Bij voorkeur is de preventiemedewerker afkomstig van de werkvloer, of heeft hij er grote affiniteit mee. Hij of zij moet het aanspreekpunt zijn voor de medewerkers. Daarom moet hij makkelijk toegankelijk zijn voor iedereen. Met zijn kennis en ervaring van de ‘dagelijkse’ werkzaamheden levert de preventiemedewerker een grote bijdrage om risico’s op voorhand te minimaliseren. Enkele voorbeelden van risicovolle dagelijkse werkzaamheden: kans op gezondheidsklachten bij het bestrijden van de eikenprocessierups als je persoonlijke beschermingsmiddelen niet goed werken (denk hierbij ook aan draagcomfort), blijvende gehoorschade door werkzaamheden, werken met gevaarlijke stoffen, enz. De preventiemedewerker kan een schakel- of bufferfunctie vervullen tussen de werkgever en werknemers, of tussen werknemers en een ondernemingsraad (OR) of Personeelsvertegenwoordiging (PvT). Zie voor dit laatste ook Wet op de ondernemingsraden (WOR), artikel 15, lid 1 en 2. Een OR kan op die basis een vaste commissie VGWM (Veiligheid, Gezondheid, Welzijn en milieu) instellen. De preventiemedewerker kan uiteraard lid zijn van die commissie ( ook van de OR natuurlijk). Maar hij kan ook bepaalde zaken signaleren, bijvoorbeeld als bepaalde uit de Ri&E gestelde doelen niet worden gehaald.
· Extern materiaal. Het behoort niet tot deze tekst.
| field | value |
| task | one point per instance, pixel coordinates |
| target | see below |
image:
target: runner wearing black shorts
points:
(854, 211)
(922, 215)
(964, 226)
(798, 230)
Welke taken kan de preventiemedewerker nog meer hebben?

Zoals eerder gezegd hoeft de rol van de preventiemedewerker zich niet tot het wettelijke deel te beperken. Je kunt de functie goed uitbreiden met andere taken, maar let wel op: dit moet goed worden vastgelegd in de functieomschrijving van de preventiemedewerker. Doe je dit niet, dan riskeer je in een later stadium belangenverstrengelingen en verwarring.

Voorbeelden van aanvullende taken:

a. De preventiemedewerker assisteert de werkgever met heldere voorlichting over duidelijke werkinstructies (procedures). Probeert ze uit, evalueert ze en past ze aan tot een goede (werkzame) procedure. Deze stap kan erg belangrijk zijn als je werkt met laag opgeleide medewerkers, medewerkers met een achterstand tot de arbeidsmarkt of anderstalige medewerkers.

b. De preventiemedewerker kan een voorlichtende rol vervullen. Denk bijvoorbeeld aan het correct en consequent gebruiken van beschermingsmiddelen.

c. De preventiemedewerker kan de (verplichte) scholings- en voorlichtingsrol van de werkgever coördineren en soms uitvoeren. Bij een VCA-gecertificeerd bedrijf wordt dit vaak gedaan door de KAM-coördinator en wordt dit Tool-box genoemd.

d. Om ervoor te zorgen dat het onderwerp ‘gezond en veilig werken’ hoog op de agenda blijft, kan de medewerker elementen uit het plan van aanpak en de voortgang daarvan, regelmatig communiceren via nieuwsbrieven, bijeenkomsten of het intranet.

e. Minder in het oog lopend maar zeker net zo belangrijk: de preventiemedewerker kan een ongevallenregistratie bijhouden. Heeft de medewerker een aanvullende opleiding gehad in de vorm van een MVK of HVK[1], dan kun je ook denken aan ongevallenonderzoek, registreren en rapporteren.

f. De preventiemedewerker kan de rol van vertrouwenspersoon binnen het bedrijf vervullen, maar let hierbij wel op het risico op belangenverstrengeling.

g. De preventiemedewerker kan ook de bedrijfshulpverlening organiseren, inclusief noodprocedures voor zowel binnen- als buitendienstmedewerkers.

Natuurlijk kun je nog veel andere Arbo-onderwerpen bij de preventiemedewerker onderbrengen. Essentieel is dat alle taken duidelijk omschreven zijn in de functieomschrijving. Zo kan de preventiemedewerker een absolute meerwaarde vormen voor een bedrijf op het gebied van Arbo.

Tot slot

Ook nu geldt: hoe beter de preventiemedewerker is opgeleid en toegerust voor zijn beoogde rol, hoe groter de toegevoegde waarde is voor het Arbobeleid van een bedrijf.

Helaas zie je vaak dat iemand ‘het er even bij moet doen’ of deze taak toegeschoven heeft gekregen. Dit is een zeer slechte zaak: de rol van preventiemedewerker is een echte taak, die te belangrijk is om er zomaar even bij te doen.

Met een goed functionerend Arbobeleid dat een goed preventiebeleid bevat, voorkom je veel leed. Het is het dus waard om te investeren in een goed opgeleide preventiemedewerker. Geef hem of haar niet alleen een adviserende rol, maar zorg ervoor dat zijn advies soms bindend opgevolgd moet worden. En leg dat duidelijk vast, bijvoorbeeld in een procedure of functieomschrijving.